E como a insegurança gera o medo, movimentos como o radical PEGIDA tornam-se cada vez mais visíveis, em manifestações de milhares de participantes, nas cidades alemãs e não só, protestando contra o que consideram ser o perigo de islamização das sociedades europeias.

Certamente que o recente fluxo de milhares de refugiados da guerra civil síria não serenou tais espíritos…

Acusando os líderes políticos europeus de passividade, esses jovens (porque na maioria o são) tentam despertar as consciências para uma evolução que, consideram, se contrariada tarde de mais, constituirá batalha perdida.

Movimentos de descontentamento popular com ligações à extrema-direita, esses círculos cada vez mais críticos da classe política e do regime que representa ganham créditos no espírito do cidadão comum, lançando as sementes para uma temível, trágica repetição da História.

 

O reerguer sereno da China…

O ano de 2015 teve para mim o mérito de uma confirmação, importante para o meu entendimento da História.
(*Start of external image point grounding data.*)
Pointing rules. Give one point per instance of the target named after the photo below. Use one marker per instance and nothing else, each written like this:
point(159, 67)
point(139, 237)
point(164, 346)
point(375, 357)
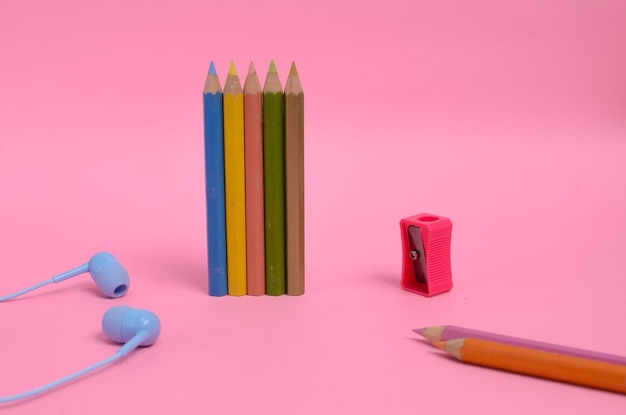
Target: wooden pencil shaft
point(255, 222)
point(564, 368)
point(214, 180)
point(449, 332)
point(234, 167)
point(294, 185)
point(274, 173)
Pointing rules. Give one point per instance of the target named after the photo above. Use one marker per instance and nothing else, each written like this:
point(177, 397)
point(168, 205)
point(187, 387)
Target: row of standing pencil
point(254, 164)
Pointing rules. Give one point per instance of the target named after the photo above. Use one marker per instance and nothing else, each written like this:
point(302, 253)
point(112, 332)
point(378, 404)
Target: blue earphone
point(109, 275)
point(129, 326)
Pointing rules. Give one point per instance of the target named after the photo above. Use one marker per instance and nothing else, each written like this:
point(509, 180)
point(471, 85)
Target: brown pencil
point(255, 223)
point(294, 182)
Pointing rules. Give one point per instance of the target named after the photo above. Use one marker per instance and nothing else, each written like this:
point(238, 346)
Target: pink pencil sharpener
point(426, 254)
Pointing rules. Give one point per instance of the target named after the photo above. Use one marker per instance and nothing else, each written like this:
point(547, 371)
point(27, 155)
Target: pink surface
point(506, 117)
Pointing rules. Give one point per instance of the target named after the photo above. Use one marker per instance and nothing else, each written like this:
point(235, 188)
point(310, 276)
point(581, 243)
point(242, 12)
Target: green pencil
point(274, 176)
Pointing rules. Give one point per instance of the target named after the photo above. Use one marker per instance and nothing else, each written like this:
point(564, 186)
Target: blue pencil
point(214, 168)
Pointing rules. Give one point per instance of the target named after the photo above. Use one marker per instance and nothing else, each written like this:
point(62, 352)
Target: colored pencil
point(439, 333)
point(214, 181)
point(234, 170)
point(548, 365)
point(274, 177)
point(255, 221)
point(294, 182)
Estes doze meses permitiram-me observar como dois países poderosos, representantes de duas áreas civilizacionais imprescindíveis para o diálogo universal – a China e a Rússia – conseguem marcar com tanto contraste as suas opções no mundo.

A China, fortalecendo-se internamente, pela economia e pelas reformas ousadas que estão a colocar o País em plena sintonia com o mundo do século XXI.
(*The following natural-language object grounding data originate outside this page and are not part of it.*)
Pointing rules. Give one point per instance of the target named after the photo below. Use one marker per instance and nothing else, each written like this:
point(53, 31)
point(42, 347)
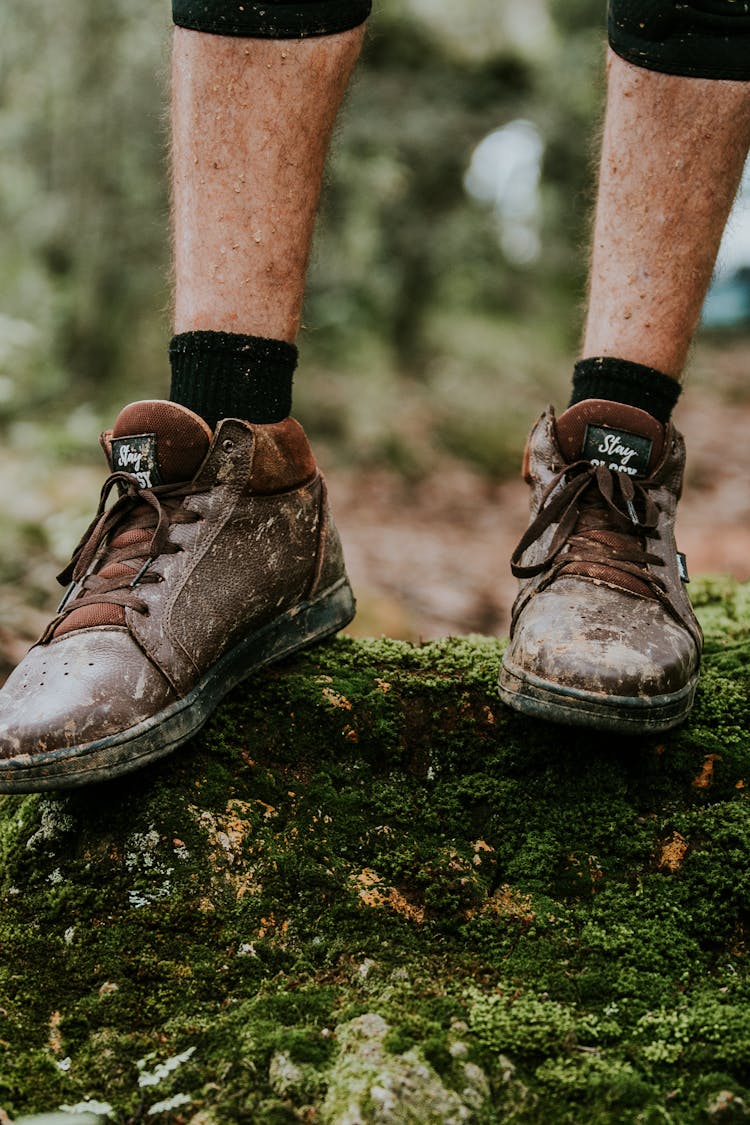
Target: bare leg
point(252, 120)
point(671, 160)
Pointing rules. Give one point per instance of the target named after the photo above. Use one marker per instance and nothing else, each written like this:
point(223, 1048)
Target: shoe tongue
point(160, 442)
point(623, 438)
Somada a tantos outros eventos internacionais em que os líderes chineses participaram de forma a mais activa, a cimeira China-África deste final de ano, em Joanesburgo, é um excelente símbolo do compromisso da China com o resto do mundo. Que teve reiteradas expressões, no decurso do ano, com as múltiplas visitas do Presidente Xi Jinping e do Primeiro-Ministro Li Keqiang aos quatro cantos do globo.
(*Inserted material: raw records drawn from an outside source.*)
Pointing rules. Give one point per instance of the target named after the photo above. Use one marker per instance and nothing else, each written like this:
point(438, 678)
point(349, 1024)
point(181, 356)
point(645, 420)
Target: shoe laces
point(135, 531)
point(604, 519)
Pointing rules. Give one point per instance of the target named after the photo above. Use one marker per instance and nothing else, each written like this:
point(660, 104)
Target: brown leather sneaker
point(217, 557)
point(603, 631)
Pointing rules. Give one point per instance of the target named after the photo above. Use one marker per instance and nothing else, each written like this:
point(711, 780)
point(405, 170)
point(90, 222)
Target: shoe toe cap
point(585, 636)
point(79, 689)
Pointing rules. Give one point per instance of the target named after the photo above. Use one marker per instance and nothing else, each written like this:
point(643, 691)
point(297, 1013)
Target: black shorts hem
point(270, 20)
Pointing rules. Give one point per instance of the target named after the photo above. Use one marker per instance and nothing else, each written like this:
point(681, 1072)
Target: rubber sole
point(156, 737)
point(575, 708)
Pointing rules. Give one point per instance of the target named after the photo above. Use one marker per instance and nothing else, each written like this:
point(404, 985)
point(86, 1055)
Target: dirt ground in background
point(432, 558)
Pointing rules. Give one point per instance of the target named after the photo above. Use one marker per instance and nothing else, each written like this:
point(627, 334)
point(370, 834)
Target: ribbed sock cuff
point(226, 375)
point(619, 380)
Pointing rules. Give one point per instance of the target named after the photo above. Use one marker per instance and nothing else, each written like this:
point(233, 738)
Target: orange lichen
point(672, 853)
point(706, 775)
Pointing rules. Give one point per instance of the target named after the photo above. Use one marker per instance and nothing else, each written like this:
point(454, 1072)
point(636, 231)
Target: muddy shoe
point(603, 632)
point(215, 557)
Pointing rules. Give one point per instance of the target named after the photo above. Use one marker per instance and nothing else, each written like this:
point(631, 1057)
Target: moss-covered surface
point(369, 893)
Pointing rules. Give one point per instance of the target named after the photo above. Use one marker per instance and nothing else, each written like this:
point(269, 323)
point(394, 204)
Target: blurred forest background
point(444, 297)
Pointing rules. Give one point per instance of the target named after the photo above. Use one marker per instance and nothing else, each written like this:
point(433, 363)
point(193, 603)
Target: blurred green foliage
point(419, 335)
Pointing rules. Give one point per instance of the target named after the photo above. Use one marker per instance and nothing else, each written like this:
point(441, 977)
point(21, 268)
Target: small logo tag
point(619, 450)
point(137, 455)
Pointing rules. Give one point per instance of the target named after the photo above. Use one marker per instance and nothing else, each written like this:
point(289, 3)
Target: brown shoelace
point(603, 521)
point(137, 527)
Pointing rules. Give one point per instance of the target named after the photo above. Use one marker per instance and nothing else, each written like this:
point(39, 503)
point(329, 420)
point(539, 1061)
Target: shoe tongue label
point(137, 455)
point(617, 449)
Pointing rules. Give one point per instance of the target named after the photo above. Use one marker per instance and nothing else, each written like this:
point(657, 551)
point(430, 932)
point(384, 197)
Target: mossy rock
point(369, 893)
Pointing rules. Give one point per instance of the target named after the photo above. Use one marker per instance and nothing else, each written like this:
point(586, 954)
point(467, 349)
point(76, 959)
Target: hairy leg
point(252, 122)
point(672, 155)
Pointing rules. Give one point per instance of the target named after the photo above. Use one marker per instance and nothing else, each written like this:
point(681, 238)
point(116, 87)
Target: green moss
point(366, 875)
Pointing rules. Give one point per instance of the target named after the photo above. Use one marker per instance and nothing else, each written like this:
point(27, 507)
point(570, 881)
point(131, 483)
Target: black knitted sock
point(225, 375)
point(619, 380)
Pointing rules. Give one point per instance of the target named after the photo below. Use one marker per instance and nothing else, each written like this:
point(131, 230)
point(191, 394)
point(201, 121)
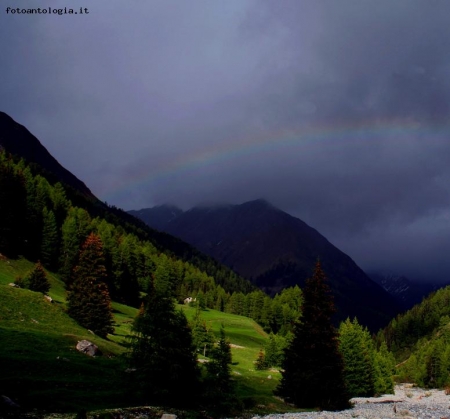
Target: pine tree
point(313, 368)
point(202, 337)
point(12, 209)
point(260, 363)
point(355, 345)
point(384, 365)
point(162, 353)
point(50, 239)
point(89, 302)
point(220, 393)
point(37, 280)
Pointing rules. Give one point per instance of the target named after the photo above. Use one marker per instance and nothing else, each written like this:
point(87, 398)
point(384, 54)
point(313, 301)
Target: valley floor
point(407, 403)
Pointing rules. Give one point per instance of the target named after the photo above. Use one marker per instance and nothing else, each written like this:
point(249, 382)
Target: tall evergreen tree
point(313, 368)
point(37, 280)
point(162, 353)
point(356, 347)
point(12, 209)
point(202, 336)
point(89, 302)
point(220, 393)
point(50, 239)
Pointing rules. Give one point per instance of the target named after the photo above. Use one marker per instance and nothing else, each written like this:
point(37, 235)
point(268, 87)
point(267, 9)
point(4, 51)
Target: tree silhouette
point(313, 368)
point(162, 353)
point(89, 302)
point(38, 281)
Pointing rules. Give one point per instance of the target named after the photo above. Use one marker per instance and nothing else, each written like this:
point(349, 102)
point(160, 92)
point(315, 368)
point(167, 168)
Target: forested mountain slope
point(420, 339)
point(275, 250)
point(24, 196)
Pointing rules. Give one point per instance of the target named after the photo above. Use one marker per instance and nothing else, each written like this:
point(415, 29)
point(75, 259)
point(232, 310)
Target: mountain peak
point(17, 140)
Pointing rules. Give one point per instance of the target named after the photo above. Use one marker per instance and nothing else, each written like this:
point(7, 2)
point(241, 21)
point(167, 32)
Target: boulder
point(5, 401)
point(87, 348)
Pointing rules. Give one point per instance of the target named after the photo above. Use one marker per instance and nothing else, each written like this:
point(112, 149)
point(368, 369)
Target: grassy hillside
point(41, 367)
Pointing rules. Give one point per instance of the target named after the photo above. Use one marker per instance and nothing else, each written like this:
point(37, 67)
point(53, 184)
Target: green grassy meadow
point(42, 369)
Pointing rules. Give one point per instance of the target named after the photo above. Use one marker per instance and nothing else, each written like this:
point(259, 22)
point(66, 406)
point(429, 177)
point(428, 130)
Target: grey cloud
point(147, 103)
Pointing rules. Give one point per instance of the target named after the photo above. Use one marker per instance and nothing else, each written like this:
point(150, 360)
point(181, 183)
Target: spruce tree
point(89, 302)
point(312, 373)
point(50, 239)
point(162, 353)
point(37, 280)
point(355, 345)
point(220, 395)
point(202, 337)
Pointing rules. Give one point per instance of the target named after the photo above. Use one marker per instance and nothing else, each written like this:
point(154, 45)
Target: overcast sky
point(336, 111)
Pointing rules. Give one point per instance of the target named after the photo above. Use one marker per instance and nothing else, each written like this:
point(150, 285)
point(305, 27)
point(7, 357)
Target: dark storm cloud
point(131, 96)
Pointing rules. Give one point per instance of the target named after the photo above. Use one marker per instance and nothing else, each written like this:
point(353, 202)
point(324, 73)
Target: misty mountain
point(276, 250)
point(157, 217)
point(16, 139)
point(406, 292)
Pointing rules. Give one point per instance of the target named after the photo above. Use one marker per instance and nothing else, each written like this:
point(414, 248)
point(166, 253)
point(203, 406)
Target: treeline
point(39, 220)
point(403, 332)
point(420, 340)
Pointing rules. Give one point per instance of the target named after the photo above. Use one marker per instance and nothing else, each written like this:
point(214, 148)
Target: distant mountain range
point(275, 250)
point(406, 292)
point(16, 139)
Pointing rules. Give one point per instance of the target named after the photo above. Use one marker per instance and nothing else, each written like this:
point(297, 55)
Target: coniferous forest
point(104, 256)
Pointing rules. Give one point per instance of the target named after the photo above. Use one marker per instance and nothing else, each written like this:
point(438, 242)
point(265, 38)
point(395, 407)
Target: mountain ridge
point(18, 140)
point(275, 250)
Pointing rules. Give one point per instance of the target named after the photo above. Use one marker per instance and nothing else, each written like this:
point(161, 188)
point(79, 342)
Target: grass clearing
point(42, 369)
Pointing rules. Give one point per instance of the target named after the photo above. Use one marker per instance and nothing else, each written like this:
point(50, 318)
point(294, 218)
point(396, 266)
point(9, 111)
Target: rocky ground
point(408, 403)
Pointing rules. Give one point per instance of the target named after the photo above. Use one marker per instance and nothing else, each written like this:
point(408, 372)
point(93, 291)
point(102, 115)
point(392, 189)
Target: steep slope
point(157, 217)
point(16, 139)
point(406, 292)
point(275, 250)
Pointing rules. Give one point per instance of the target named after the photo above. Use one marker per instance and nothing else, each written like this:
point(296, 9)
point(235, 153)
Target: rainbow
point(274, 141)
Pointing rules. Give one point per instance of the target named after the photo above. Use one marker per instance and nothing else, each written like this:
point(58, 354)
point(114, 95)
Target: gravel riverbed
point(407, 403)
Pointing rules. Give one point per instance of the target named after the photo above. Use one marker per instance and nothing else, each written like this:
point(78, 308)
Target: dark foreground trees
point(37, 279)
point(88, 301)
point(162, 353)
point(313, 366)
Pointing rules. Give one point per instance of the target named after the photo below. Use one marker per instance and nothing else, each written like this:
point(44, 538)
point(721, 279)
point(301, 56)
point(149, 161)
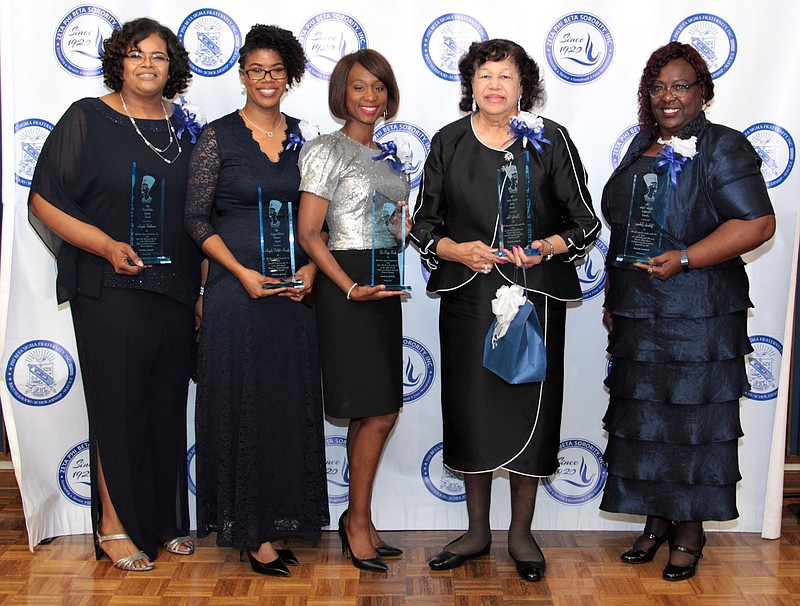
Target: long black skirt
point(488, 423)
point(361, 345)
point(135, 348)
point(673, 416)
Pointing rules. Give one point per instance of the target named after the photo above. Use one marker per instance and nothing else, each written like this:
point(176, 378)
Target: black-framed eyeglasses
point(155, 58)
point(677, 90)
point(259, 73)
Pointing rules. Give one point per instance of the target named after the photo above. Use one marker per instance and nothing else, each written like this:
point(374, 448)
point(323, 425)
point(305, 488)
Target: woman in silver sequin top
point(360, 327)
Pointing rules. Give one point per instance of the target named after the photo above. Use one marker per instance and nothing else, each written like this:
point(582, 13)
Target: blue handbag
point(519, 356)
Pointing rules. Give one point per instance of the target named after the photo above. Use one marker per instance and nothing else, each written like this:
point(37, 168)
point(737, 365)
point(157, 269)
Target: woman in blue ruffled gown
point(678, 322)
E com isso tornando o País cada vez mais visível e cada vez mais imprescindível, como potência benigna (insisto nesta ideia) num mundo complexo, onde a China é cada vez mais chamada a exercer uma mediação moderadora.

 

…e o despertar sobressaltado da Rússia

E quanto à Rússia? O que sabemos do bem estar da sua população, da expansão da sua economia, das necessárias medidas de superação da renda exclusiva do petróleo? E das expectativas de futuro dos seus jovens, da irradiação cultural, artística, literária, de um povo nobre e que tanto deu ao mundo, nesses planos?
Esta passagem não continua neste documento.